Finalmente deverá discorrer-se sobre o diversificado leque dos motivos decorativos do Bordado de Tibaldinho, havendo a
distinguir uma acentuada eleição dos elementos em arco, tanto ao nível miniatural dos recortes (a cheio) como ao nível das
cercaduras (em abertos) de cada tema, quer eles formem círculos, espirais, simples arcos, arcos duplos ou serpenteados. Estas
formas geométricas ou geometrizantes incluem-se no vocabulário neoclássico tal como os laços, as estrelas, as rosetas e as
rosáceas quer sejam abertos, em crivo ou dispostos de forma radiante. Os motivos vegetalistas, florais, frutíferos e zoológicos
surgem planificados e esquematizados, executados sempre em transparência e na alternância entre cheio e aberto, de
modo a definir com precisão e organizadamente os distintos motivos incluídos em cada peça. As palmetas lineares, as
margaridas, os fins de pérolas e as correntes de ondas correspondem também ao citado vocabulário neoclássico o que perfila a
intemporalidade do gosto no Bordado de Tibaldinho. As coroas, os corações e a sobrecarga ornamental existente nalgumas das
espécies vêm caracterizar a introdução do gosto romântico que atende aos sinais evocativos e ao valor do ornamento como
factor constituinte dos objectos relativos a este período histórico. No domínio da estrutura das composições, esta tem uma
base simples baseada em rectângulos e círculos, onde se inscrevem em paralelas ou em segmentos de círculo os motivos que normalmente aparecem alternadamente. A repetição também ocorre, tendo sempre um eixo em cruz que orienta o motivo para a
direita e para a esquerda, para cima e para baixo. Os ornamentos soltos raramente aparecem isolados e disseminados,
contendo-se sempre agrupadamente, quer no motivo central, quer nas variantes binárias ou quaternárias do mesmo quer ainda
em barras singelas ou paralelas.
De uma forma geral, a aparência do Bordado de Tibaldinho revela alguma ingenuidade, podendo classificar-se como um bordado
discreto, mas não pobre, em que dominam as gramáticas neoclássica e romântica, com especial incidência sobre a primeira. A
expressão desta arte têxtil revela uma forte predominância dos eixos simétricos suavizados pelos ornamentos que, de alguma
forma, velam uma codificação estrutural sem grande precisão, o que lhes confere um valor muito pessoal de iniciativa
artesanal.
A simplicidade constitui quiçá a grande qualidade deste bordado que sobreviveu quase incólume até aos dias de hoje. Convém
ainda referir que o notável sentido do ritmo confere às peças de Tibaldinho um apreciável movimento encadeado que lhes dá
uma elegância e riqueza próprias coadjuvada pela estilização das composições que decoram o espaço têxtil. O realismo do
desenho corresponde a uma interpretação local em que se desprende um acentuado bucolismo e uma vertente lírica patente nas
esquematizadas grinaldas de laçarias designadas no princípio do século XIX como laços do amor.

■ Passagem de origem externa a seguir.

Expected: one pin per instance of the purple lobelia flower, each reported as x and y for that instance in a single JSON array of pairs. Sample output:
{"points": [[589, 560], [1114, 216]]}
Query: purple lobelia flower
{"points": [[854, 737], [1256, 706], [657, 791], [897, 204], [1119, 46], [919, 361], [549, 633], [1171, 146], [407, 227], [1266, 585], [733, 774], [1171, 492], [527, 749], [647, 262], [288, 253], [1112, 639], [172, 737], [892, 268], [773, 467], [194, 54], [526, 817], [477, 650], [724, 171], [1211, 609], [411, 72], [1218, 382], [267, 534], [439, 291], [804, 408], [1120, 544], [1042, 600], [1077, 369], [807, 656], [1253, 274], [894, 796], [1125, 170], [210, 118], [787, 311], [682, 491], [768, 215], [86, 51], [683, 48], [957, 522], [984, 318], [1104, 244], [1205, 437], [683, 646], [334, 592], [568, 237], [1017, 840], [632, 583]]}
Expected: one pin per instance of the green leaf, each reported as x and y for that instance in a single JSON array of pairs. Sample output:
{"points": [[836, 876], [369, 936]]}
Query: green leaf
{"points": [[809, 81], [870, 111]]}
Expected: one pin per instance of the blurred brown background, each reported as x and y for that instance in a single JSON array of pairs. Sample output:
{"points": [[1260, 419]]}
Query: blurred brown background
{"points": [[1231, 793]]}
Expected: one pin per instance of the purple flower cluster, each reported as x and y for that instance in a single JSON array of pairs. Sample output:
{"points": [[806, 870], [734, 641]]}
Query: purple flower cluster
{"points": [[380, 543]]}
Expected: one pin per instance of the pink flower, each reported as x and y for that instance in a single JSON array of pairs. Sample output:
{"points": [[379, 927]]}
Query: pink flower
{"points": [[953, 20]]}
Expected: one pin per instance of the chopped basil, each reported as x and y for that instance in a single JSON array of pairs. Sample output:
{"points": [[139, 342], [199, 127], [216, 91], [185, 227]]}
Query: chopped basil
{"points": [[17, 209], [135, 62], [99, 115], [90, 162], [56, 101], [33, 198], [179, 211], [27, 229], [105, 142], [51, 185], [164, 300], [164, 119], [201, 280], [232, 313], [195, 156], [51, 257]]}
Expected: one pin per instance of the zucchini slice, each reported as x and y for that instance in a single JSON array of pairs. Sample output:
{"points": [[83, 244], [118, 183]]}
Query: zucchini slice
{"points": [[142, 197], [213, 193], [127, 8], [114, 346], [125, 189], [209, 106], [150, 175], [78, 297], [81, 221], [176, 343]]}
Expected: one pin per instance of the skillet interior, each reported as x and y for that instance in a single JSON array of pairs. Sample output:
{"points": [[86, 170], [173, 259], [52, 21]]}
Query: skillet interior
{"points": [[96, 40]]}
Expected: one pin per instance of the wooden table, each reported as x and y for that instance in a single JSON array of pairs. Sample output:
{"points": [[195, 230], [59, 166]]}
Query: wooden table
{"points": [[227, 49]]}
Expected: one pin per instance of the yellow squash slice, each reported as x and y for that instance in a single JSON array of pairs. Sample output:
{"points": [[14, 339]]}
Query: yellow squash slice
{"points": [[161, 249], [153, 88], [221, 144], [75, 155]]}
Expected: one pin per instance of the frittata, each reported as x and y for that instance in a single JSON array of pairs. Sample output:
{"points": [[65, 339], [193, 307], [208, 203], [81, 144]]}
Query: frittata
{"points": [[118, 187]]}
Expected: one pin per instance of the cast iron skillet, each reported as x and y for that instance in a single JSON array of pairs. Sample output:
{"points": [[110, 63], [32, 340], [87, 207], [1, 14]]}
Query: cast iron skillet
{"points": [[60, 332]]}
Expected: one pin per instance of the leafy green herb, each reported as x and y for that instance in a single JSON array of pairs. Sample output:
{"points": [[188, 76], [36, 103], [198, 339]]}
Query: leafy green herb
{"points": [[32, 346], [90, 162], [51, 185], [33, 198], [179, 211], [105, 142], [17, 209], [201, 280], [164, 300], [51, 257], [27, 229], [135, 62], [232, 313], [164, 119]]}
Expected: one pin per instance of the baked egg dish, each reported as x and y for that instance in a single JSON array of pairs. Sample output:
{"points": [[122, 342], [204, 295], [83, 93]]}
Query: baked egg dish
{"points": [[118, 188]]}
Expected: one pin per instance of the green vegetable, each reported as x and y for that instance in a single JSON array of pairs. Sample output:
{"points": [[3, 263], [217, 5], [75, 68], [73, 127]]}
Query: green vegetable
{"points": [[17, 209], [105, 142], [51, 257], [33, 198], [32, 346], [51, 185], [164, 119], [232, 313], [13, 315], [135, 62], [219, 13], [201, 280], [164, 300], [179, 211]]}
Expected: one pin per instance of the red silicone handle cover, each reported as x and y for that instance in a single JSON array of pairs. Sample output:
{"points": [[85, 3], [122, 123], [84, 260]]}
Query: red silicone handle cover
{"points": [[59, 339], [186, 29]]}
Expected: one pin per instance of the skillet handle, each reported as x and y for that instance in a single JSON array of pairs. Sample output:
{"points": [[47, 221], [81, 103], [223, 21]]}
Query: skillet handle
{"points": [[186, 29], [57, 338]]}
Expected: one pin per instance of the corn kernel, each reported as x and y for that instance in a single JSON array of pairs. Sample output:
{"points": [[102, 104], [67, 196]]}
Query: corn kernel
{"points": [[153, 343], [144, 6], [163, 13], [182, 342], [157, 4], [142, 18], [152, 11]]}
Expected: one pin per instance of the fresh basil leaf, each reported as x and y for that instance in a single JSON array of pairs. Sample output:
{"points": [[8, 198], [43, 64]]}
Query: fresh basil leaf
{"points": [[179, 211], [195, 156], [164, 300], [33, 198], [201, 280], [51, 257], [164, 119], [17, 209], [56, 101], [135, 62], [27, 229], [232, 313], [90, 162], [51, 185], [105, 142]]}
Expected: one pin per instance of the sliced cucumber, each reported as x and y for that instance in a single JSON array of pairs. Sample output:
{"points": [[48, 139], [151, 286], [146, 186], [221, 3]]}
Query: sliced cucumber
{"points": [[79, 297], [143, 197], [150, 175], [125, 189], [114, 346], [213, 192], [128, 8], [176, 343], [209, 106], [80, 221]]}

A interpretação executada pelas bordadeiras de Alcafache faz um rappel destas origens artísticas recriando, reformulando e até reapelidando os motivos eruditos atraz mencionados, o que não deixa de ser assinalável. Deste modo, ao assimilarem a proveniência
original, vêm demonstrando uma interessante capacidade de iniciativa e um gosto em difundir os padrões e os temas preferidos
pelas suas antepassadas numa cadeia cultural que privilegia o percurso sobre a temporalidade e a permanência sobre a mudança.
Restará salientar que o gregarismo que une esta produção singular, geração após geração, faz manter incólume o objectivo de continuar
a ter significado bordar similarmente, juntando os talentos comuns de cada uma e de todas as bordadeiras para expressarem a sua
própria e específica identidade cultural.